Advances in sequencing technology have rapidly expanded our vision into the microbial world. Yet, the vast majority of microorganisms remain unexplored due to the difficulties of bringing microorganisms to in vitro culturing. Mircea Podar, a microbiologist from Oak Ridge National Laboratory comments that, “We still need to culture microbes. Fewer and fewer people do that.”

There are many reasons why some microorganisms are challenging to culture, for example the variation of growth speeds as well as the co-dependence, competition or inhibition among microorganisms.

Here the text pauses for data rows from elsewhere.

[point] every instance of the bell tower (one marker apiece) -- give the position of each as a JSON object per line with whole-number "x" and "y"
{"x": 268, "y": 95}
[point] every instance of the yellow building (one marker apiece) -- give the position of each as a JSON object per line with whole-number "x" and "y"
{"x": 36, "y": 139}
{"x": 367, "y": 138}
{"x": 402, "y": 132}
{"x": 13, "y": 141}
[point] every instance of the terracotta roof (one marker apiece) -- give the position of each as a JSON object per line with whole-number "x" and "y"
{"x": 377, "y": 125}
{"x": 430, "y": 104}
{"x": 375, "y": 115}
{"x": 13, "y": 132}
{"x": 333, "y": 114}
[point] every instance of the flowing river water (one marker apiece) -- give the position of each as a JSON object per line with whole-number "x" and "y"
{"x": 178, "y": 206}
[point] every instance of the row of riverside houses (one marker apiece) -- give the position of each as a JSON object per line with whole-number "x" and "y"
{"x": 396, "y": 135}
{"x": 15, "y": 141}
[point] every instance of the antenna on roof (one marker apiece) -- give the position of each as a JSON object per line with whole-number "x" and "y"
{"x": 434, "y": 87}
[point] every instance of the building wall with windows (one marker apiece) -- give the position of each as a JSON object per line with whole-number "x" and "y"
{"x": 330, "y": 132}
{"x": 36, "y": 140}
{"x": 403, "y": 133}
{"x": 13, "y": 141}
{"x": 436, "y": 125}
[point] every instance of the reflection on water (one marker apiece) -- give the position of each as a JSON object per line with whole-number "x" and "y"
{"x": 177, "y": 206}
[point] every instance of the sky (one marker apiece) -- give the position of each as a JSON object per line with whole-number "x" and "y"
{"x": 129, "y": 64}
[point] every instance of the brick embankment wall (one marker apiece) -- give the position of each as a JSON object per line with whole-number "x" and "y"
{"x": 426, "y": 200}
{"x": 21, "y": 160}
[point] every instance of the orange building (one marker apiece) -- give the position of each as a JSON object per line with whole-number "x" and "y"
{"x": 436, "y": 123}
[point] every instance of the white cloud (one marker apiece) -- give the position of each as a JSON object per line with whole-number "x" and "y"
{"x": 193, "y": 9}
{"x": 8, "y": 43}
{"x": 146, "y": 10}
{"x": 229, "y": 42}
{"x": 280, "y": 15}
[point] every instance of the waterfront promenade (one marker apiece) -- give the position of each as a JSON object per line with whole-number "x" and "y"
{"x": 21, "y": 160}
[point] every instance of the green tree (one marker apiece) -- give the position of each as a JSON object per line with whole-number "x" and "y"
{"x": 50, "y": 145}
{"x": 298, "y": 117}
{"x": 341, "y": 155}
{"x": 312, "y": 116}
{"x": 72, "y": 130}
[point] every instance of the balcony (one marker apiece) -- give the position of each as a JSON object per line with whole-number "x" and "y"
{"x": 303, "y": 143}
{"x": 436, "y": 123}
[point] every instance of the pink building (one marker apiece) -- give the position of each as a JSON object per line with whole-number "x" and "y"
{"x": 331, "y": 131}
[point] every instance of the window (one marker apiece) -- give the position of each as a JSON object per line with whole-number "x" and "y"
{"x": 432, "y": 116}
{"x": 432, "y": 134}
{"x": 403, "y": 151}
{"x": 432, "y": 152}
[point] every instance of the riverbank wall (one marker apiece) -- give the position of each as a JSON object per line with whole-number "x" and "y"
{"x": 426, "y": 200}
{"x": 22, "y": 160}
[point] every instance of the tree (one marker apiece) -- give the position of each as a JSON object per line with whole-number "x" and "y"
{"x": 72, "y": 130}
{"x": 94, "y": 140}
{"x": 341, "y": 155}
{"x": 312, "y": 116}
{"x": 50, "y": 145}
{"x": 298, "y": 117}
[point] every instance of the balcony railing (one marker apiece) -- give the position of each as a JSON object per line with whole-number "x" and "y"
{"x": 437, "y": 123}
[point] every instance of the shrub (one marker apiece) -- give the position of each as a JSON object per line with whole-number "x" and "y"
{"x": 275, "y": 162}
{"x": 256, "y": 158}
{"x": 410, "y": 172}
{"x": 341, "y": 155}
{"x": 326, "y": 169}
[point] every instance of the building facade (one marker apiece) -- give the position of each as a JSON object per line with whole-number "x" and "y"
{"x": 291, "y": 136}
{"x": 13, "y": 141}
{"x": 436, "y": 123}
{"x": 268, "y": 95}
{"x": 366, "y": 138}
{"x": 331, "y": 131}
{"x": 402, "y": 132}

Microbiologists have developed numerous cultivation approaches to isolate and grow individual organisms. However, current approaches are typically limited in isolating new organisms in an untargeted way. It is thus difficult to characterize specific groups from yet-uncultured taxa.

Genomics data offer an opportunity to make the association between genotype and cell characteristics. Podar and colleagues develop a reverse genomics isolation approach that enables physical isolation of organisms based on the presence of a membrane protein.

They first identify the membrane-protein-encoding genes using available genomic data and select the exposed epitopes that can be used for antibody development. They then use the produced antibodies to sort cells into individual populations via flow cytometry. In a case study of human oral saccharibacteria (TM7), they were able to culture several species of TM7 and their interacting Actinobacteria, which suggests that TM7 directly contacts other organisms and that the interacting Actinobacteria are not strictly specific to one species.

Using reverse genomics isolation, researchers can now grow the targeted cells and test the growing conditions for different populations, as well as identify interactions between microorganisms. Podar remarks that, “Culturing is hard, and there is no guarantee of success. But a novel microbe in culture opens the road for doing so much more biology down the road.”